I tend to think that there has never been another time like this. But really, this prophet we have been reading for four weeks now, Jeremiah, was in the same boat. Walter Brueggemann once said “Jeremiah lived at a time of incredible headlines.”
Living near the beginning of the 6 th century BC, Jeremiah witnessed a brief time of greatness in Israel as the nation returned (at least for a few years) to a faithful obedience to its God under King Josiah. He was there when Josiah was killed around 609 BC, and the nation quickly returned to idol worship and self-reliance. He was present at the downfall of Israel when Jerusalem fell finally to Babylon in 587 BC. He was alive when many of Israel’s leaders and people disappeared into exile.
Through all these headline events, the voice of this stubborn prophet continued to speak to God’s people, pleading with them to accept that God was using other nations to bring Israel back into the covenant relationship that they had once enjoyed…that this relationship was more important than the status of the nation.
This morning as we read, first from chapter 11 and then from chapter 17, listen for the ways in which Jeremiah uses one image repeatedly to connect with the people.
I was up on Whidbey Island on Monday, my day off, and it was one of those gorgeous October days we were having, and I put the leash on Lucy and took off for a nice long run. Naturally, while I ran I was thinking of Jeremiah…just kidding! I wasn’t thinking of much of anything, actually. Just enjoying.
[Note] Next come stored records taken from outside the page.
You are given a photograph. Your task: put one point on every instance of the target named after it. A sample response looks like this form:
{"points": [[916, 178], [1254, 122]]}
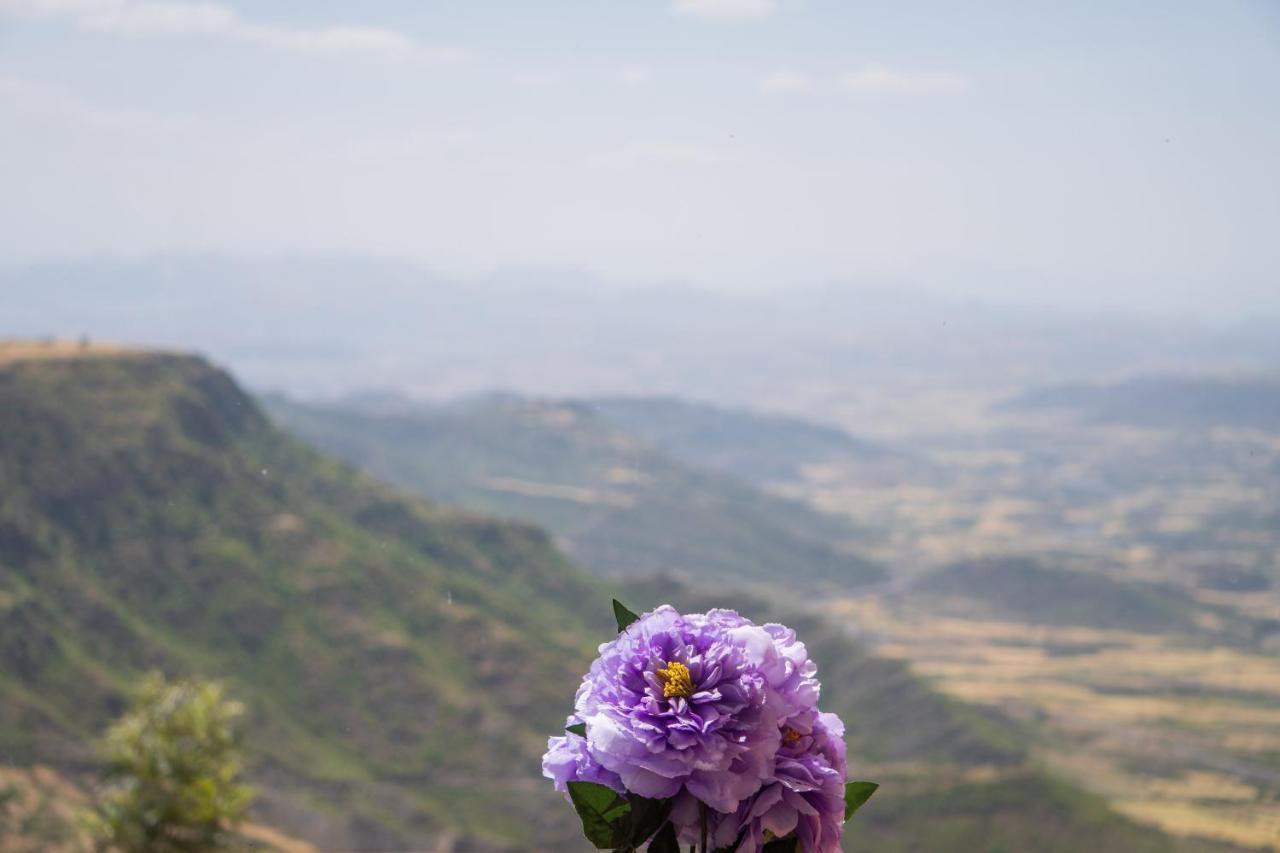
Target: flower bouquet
{"points": [[704, 730]]}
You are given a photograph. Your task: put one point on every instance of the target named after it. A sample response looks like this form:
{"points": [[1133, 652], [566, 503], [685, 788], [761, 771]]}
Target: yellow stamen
{"points": [[676, 680]]}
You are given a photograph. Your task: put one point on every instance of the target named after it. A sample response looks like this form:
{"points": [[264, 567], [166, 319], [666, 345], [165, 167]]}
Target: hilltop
{"points": [[618, 505], [396, 656], [402, 662]]}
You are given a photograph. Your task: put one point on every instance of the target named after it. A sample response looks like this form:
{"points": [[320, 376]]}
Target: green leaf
{"points": [[600, 810], [856, 794], [647, 815], [624, 615], [666, 840]]}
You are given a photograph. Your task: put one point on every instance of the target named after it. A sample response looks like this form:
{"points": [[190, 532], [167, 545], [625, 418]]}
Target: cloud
{"points": [[725, 9], [158, 18], [536, 77], [782, 82], [668, 153], [41, 99], [880, 80], [636, 76]]}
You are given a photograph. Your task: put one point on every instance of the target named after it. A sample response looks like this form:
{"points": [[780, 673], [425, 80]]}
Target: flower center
{"points": [[675, 680]]}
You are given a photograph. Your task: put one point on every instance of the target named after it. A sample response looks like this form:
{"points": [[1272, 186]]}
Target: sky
{"points": [[1089, 154]]}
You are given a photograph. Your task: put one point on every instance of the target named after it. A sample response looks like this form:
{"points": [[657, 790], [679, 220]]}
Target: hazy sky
{"points": [[1080, 153]]}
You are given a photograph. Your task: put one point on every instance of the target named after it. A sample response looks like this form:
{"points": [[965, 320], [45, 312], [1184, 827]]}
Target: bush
{"points": [[173, 769]]}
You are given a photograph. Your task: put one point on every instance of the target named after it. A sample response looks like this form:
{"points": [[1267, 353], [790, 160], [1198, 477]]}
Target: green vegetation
{"points": [[394, 657], [620, 506], [754, 446], [173, 771], [401, 664]]}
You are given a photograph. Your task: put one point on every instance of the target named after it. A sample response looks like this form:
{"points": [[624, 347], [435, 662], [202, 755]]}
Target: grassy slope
{"points": [[759, 447], [618, 505], [396, 657], [955, 778], [402, 664]]}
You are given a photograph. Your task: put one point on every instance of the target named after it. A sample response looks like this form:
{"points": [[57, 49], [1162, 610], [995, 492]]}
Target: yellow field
{"points": [[1179, 737]]}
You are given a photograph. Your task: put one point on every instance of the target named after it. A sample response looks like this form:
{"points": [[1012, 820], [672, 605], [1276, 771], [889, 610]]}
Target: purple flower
{"points": [[567, 760], [805, 796], [694, 703]]}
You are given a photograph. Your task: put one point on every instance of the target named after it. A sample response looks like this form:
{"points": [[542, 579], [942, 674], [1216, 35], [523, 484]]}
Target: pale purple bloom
{"points": [[805, 796], [694, 702], [567, 760]]}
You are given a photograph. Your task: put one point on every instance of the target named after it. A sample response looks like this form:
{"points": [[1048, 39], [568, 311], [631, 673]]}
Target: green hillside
{"points": [[402, 664], [396, 657], [755, 446], [1168, 402], [954, 776], [618, 505]]}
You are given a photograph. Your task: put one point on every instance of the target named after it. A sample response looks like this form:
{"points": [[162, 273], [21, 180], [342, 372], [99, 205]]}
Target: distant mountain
{"points": [[1168, 402], [360, 322], [759, 447], [955, 776], [402, 664], [620, 506], [1027, 591], [396, 657]]}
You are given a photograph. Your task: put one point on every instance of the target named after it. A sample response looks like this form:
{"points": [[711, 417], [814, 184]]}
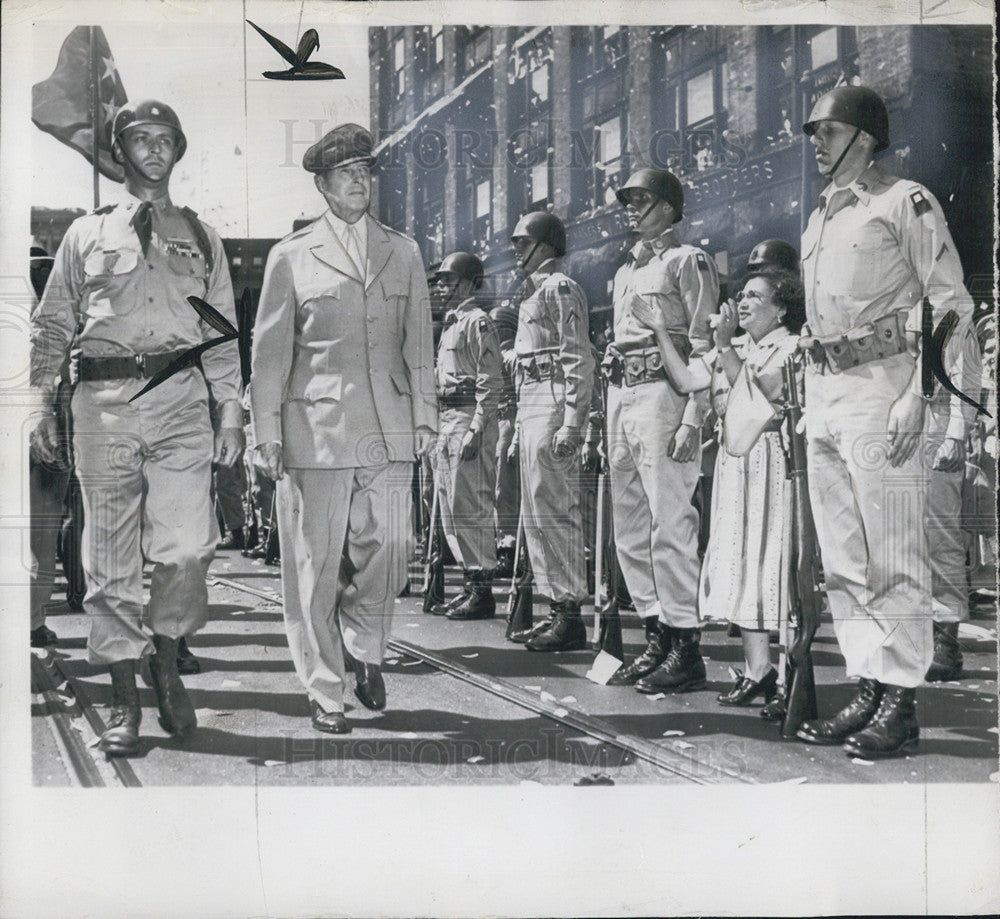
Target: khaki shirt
{"points": [[469, 358], [554, 320], [683, 282], [877, 246], [115, 301]]}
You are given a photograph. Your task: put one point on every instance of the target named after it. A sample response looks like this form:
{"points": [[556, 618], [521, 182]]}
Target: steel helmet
{"points": [[665, 185], [773, 253], [542, 227], [463, 264], [149, 111], [855, 105]]}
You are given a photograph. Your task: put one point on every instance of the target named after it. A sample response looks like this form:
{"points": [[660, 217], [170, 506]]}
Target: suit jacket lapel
{"points": [[329, 250], [379, 250]]}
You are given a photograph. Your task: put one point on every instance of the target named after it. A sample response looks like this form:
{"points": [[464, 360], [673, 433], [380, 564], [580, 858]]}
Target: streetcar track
{"points": [[671, 760], [79, 758]]}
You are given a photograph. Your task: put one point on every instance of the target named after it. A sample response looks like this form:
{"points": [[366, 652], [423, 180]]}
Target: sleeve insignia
{"points": [[920, 204]]}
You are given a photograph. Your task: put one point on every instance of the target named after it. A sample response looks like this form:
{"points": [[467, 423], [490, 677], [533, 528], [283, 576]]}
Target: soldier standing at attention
{"points": [[873, 249], [469, 381], [118, 292], [555, 374], [654, 434]]}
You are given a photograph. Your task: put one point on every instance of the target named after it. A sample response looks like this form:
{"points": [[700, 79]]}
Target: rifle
{"points": [[609, 635], [521, 600], [433, 589], [804, 614]]}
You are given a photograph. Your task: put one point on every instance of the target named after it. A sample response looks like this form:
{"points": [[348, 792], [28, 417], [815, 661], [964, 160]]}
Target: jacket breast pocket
{"points": [[319, 387], [856, 262], [106, 281]]}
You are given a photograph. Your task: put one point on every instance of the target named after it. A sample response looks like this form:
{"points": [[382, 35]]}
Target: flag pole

But at a couple different points along the way I noticed some trees. Ever since my wife Anne started doing “tree projects” with her art students, I’ve paid more attention to trees. One was on my way out the road. There is a large open area just off the road, and at this time of year it is full of tall brown wildgrasses and low bushes. But a few hundred yards into the open area there was a single tree. It stood out because it was the only large tree for acres around. But it also stood out because it was dead. Tall, gnarled, dark, not a single branch or leaf sticking up against the sky. Dead.
Then as I ran up to the top of a little hill, there was a long row of maple trees that someone had planted near the road. They were easy to notice because at least some of them had started to turn color and were stunningly beautiful. Even though they were starting to shed leaves, they were just so vibrant and had so much life, it was exhilarating.
Jeremiah points us to both death…and life in today’s passages. So as we consider them, let’s ask 3 questions:
- What’s the problem? (we’ll spend most of our time here)
- What’s the picture? (that Jeremiah gives us to consider our own lives?)
- What’s the posture? (we should have before God?)
Jeremiah says the Lord God once called Israel “a green olive tree, fair with goodly fruit.” Now, in the Middle East, that is no small thing. The olive tree and its fruit was (is) a mainstay in agriculture and diet for thousands of years. Olives were served, or olive oil used in every single meal. Olives or olive oil or olive tree wood was used for food, fuel for lamps, medicine, anointing, presenting of sacrifices, furniture. Over time it became a symbol for fertility, beauty, blessing, bounty, peace. In fact, even today our vocabulary still identifies the olive branch as a symbol of bounty and peace (“holding out the olive branch”).
So when God said “ Israel is like a green olive tree, loaded with good fruit,” it was a fine thing, a wonderful thing. It was symbolic of the times when Israel lived in good covenant relationship with God, receiving His love and blessings and returning gratefully their trust and worship. Jeremiah had seen those good times. But not now.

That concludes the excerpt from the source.